The exterminator shrugged. “Why not? I found some kinda foul dung down in the basement. Could’ve been guano.”

“Any idea how bats might have gotten in there?” Gentry asked.

“There’s a drain in the floor down there,” the exterminator told him. “Looks like it once emptied into the river, probably as part of an old sewage system. I found it when I saw cockroaches coming out from under an old desk and moved it. The metal drain cover was rusted. This close to the water, everything rusts. Your super’ll have to get that taken care of. Maybe bats or even seagulls found a nest of roaches near the river and started feeding on them. One nest spills into another, that one into another-pretty soon you have a stampede.”

Gentry thanked the woman. Then he and Joyce squeezed by her.

When they reached the apartment, Gentry handed Joyce the pizza and pulled his keys from his pocket. “This place was not exactly clean when I left.”

Gentry stepped into the short hallway and switched on the light. The first impression wasn’t as bad as he expected. Ahead, in the small living room, the blinds were up and the sunlight made things seem a little cleaner. And he’d thrown out the Thai food he’d been eating, so the cockroaches wouldn’t get it. To the right, the bedroom door was shut. The detective took the pizza back, then held it high so Joyce could enter. She walked in and he kicked the door shut with his foot. He watched her slender form as she moved ahead, framed by the bright window.

“Very sunny,” she said.

Joyce turned around in the living room and then faced him. He couldn’t see her expression, but he could feel her eyes. His breath came a little faster, and he felt a kind of longing that he hadn’t experienced in a very long time. He turned away-not to avoid the feeling but to freeze-frame it.

He walked into a small kitchenette to the left and put the pizza on a tiny drop-leaf table. “Where do you live?”

“Up in the Bronx.”

“Is it pretty safe where you are?”

“Very. I carry a thirty-eight when I go to work. Licensed and loaded.”

Gentry shot her an approving look. Not because she was a lady with a gun but because she was smart.

“You take it to a firing range, keep it in good shape?”

“Oh, yeah. I grew up with guns. The thirty-eight was a high school graduation present from my dad.”

“We’ll have to go shooting sometime.”

“That might be fun.”

Gentry went back to the pizza. He wasn’t thinking about bats just then. A lot of longings were coming back.

He pulled a cookie sheet from under the sink and aluminum foil from a cabinet. “How long have you been at the zoo?”

“Going on three years.”

“I bet there’s a lot of competition for jobs like that. Curators and heads of departments, that sort of thing.”

“It’s pretty intense.” Joyce’s voice had dropped a little and she did not elaborate. She ambled toward the computer, then turned back. “Is there anything I can do?”
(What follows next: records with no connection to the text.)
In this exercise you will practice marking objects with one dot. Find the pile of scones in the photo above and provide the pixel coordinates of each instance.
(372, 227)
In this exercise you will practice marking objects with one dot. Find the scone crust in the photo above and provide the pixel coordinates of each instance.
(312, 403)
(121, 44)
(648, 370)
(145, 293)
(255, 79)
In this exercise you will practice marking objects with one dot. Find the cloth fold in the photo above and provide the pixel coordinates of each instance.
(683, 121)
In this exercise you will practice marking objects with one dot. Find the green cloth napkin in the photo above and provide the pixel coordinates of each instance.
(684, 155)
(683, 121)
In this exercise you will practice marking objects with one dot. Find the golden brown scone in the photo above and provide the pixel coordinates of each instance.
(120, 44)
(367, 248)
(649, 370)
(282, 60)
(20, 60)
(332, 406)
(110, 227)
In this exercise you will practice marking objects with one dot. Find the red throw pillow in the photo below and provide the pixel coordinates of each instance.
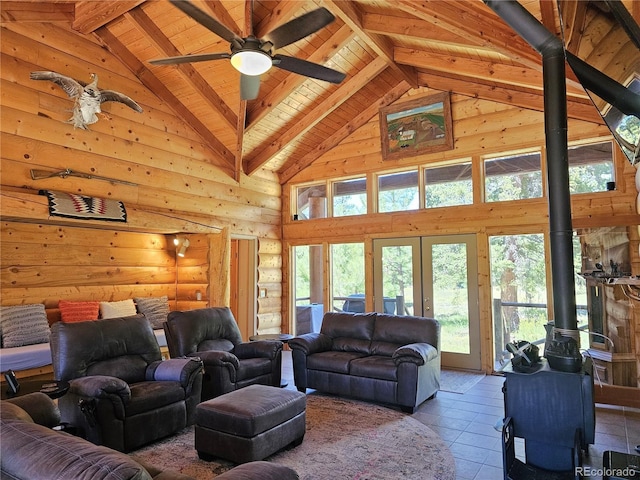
(78, 311)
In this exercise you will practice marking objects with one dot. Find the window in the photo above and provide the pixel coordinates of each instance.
(448, 186)
(349, 197)
(398, 192)
(590, 167)
(515, 177)
(347, 277)
(519, 292)
(308, 284)
(311, 201)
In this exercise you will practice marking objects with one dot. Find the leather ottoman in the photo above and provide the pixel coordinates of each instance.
(250, 423)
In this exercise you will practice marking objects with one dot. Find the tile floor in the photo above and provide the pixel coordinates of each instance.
(466, 422)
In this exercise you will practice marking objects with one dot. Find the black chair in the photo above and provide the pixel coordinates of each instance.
(212, 334)
(122, 394)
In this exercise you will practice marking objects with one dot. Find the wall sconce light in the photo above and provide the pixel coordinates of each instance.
(181, 244)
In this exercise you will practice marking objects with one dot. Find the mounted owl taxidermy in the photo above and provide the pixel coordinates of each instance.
(87, 97)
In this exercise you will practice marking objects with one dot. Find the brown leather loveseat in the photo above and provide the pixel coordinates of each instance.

“Actually, yes,” Gentry said. “Boot the computer. Just turn on the surge protector under the desk-everything else’ll come on.”

Joyce bent over the folding chair. The surge protector was lying on its side on the floor amid a cluster of dust bunnies. She switched it on. The computer and monitor snapped to life.
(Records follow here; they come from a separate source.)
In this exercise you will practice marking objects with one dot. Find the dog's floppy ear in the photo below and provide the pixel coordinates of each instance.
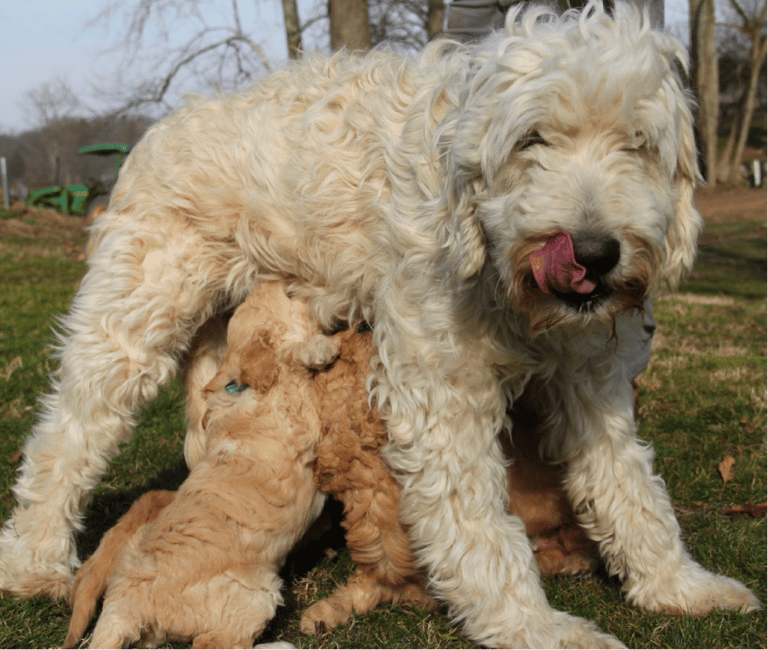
(259, 365)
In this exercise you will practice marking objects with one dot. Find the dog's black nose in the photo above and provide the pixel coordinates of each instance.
(599, 254)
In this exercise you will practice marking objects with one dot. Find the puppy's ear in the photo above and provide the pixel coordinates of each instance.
(259, 366)
(684, 230)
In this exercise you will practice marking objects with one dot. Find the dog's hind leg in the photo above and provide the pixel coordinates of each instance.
(146, 293)
(626, 509)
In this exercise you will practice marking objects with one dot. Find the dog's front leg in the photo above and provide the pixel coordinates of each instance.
(627, 510)
(129, 323)
(445, 451)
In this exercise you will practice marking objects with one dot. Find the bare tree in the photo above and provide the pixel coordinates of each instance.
(53, 104)
(349, 24)
(704, 75)
(224, 55)
(292, 28)
(747, 20)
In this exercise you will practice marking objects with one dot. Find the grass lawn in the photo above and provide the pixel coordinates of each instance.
(703, 401)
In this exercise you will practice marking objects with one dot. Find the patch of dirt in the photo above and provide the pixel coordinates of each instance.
(734, 204)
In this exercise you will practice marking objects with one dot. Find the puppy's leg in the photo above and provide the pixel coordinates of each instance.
(626, 509)
(91, 580)
(145, 294)
(363, 591)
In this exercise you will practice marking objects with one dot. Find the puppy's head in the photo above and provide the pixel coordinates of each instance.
(575, 124)
(250, 366)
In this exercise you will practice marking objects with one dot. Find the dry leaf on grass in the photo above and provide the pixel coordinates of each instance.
(726, 468)
(753, 510)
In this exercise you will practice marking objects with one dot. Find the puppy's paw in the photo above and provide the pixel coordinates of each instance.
(324, 616)
(695, 592)
(315, 353)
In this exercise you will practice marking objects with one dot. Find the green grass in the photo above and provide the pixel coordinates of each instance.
(702, 397)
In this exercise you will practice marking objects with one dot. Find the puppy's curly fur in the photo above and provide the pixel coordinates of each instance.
(202, 564)
(350, 467)
(411, 192)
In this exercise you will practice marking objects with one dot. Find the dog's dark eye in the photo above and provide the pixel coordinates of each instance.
(529, 140)
(636, 142)
(233, 388)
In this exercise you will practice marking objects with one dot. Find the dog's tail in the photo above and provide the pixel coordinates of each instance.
(90, 582)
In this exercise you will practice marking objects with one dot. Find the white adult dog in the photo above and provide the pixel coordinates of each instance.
(412, 192)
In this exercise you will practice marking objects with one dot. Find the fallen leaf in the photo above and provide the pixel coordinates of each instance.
(16, 363)
(726, 468)
(753, 510)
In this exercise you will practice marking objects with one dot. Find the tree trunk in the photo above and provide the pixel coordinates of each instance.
(435, 15)
(704, 75)
(349, 24)
(292, 28)
(758, 54)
Joyce got onto the Internet and typed in two keywords:bat andanomalies. She sat back as Gentry put the pizza in the oven, then poured Cokes for them both.

The first list of ten articles and Web sites popped up after a few seconds. Joyce scanned the headings. The first article was about bats that had recently been lured from caves to farms in Colorado in the spring and so far ate nineteen million rootworms, saving a fortune in pesticides. There were also articles on the reproductive habits of the world’s smallest bats, on bats that lived more than twenty-five years, and on tiger moths that emitted high-frequency clicks that disoriented attacking bats and forced them to break off their attacks.